To date, developments in DNA sequencing have provided high-quality and high-confidence genetic and genomic data. However, more information is needed to characterize biological systems beyond DNA information. Researchers are currently using RNA-Seq which is a deep-sequencing technique to profile the transcriptome. A transcriptome is a set of all RNA molecules that includes mRNA, rRNA, tRNA as well as other non-coding RNA that is produced in one or a population of cells. The RNA-Seq method leads to accurate measurements of transcript levels and their isoforms. This has led to characterization and survey of transcriptomes of difference cell types under certain conditions.
Chuan He, Ph.D., professor of chemistry at the University of Chicago, and colleages are using RNA-Seq (m6A-Seq or MeRIP-Seq) to elucidate methylation changes on RNA transcripts. RNA methylation has been known for a long time, however, little is known about the importance of RNA methylation in shaping gene expression.
Researchers in Dr. He’s group have demonstrated that RNA methylation is reversible just as is DNA and histone methylation. They have found that fat mass and obesity-associated protein (FTO) which is involved with human obesity and energy homeostasis, is a demethylase enzyme of RNA N6-methyladenosine. They identified a second RNA demethylase (ALKBH5) that affects mRNA export and metabolism. Even though both of these enzymes demethylate N6-methyladenosine RNA residues, they are involved with separate pathways and demonstrate different tissue expression patterns. According to Dr. He, this is an intriguing find in that RNA modifications can shape and, in some cases, dominate gene regulation.

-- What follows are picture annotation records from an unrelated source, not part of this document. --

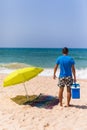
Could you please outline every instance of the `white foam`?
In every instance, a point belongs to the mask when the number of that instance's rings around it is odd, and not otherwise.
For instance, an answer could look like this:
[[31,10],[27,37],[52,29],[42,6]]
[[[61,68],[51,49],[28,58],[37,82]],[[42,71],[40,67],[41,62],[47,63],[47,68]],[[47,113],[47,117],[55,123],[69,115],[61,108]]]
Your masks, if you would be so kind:
[[[0,68],[0,73],[2,74],[9,74],[13,72],[15,69],[8,69],[5,67]],[[53,71],[54,69],[44,69],[39,76],[53,76]],[[57,70],[56,76],[58,77],[59,75],[59,69]],[[76,77],[77,79],[87,79],[87,68],[85,69],[76,69]]]

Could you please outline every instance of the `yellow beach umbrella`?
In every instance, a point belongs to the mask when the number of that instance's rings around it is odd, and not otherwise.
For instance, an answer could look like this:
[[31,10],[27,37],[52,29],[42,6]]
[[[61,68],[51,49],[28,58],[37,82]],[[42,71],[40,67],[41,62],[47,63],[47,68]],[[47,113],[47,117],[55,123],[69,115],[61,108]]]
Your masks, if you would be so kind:
[[[13,71],[10,73],[3,82],[3,86],[12,86],[19,83],[25,83],[25,81],[28,81],[35,76],[37,76],[40,72],[42,72],[43,69],[39,67],[26,67],[23,69],[18,69],[16,71]],[[24,84],[25,87],[25,84]],[[25,87],[26,90],[26,87]],[[26,91],[27,95],[27,91]]]

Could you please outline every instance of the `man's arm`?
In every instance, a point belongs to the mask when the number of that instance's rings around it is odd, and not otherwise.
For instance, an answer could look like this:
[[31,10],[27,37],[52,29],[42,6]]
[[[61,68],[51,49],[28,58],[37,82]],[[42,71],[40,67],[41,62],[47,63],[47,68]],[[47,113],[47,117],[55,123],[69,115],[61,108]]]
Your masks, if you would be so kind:
[[58,64],[56,64],[55,67],[54,67],[53,79],[56,78],[56,71],[57,71],[57,68],[58,68]]
[[73,73],[73,77],[74,77],[74,82],[76,82],[76,70],[75,70],[75,66],[72,65],[72,73]]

Dr. Meng, Ph.D., associate researcher and bioinformatics core facility supervisor at MIT, and colleagues have developed FRIP-Seq (fragmented RNA immunoprecipitation sequencing). This novel tool combines ChIP-seq with RNA-Seq which enables researchers to study the RNA epigenome with greater resolution and on the genome-wide scale. This became necessary because the software and algorithms that were developed for DNA methylation analysis were not informative for RNA methylation.
According to Yufei Huang, Ph.D., professor of electrical and computer engineering at the University of Texas at San Antonio and senior author of the study describing FRIP-Seq, “This motivated us to develop this new algorithm that will help us, in the long run, to analyze the function of RNA methylation”. Huang and colleagues are currently applying this new technology to study epigenetic changes in mRNA from cancer cell lines.
A new MATLAB-based package known as exomePeak which is based on FRIP-Seq is now available for characterizing transcriptome-wide post-transcriptional RNA modifications and is free of charge. A new, more powerful, version will be available in a few months.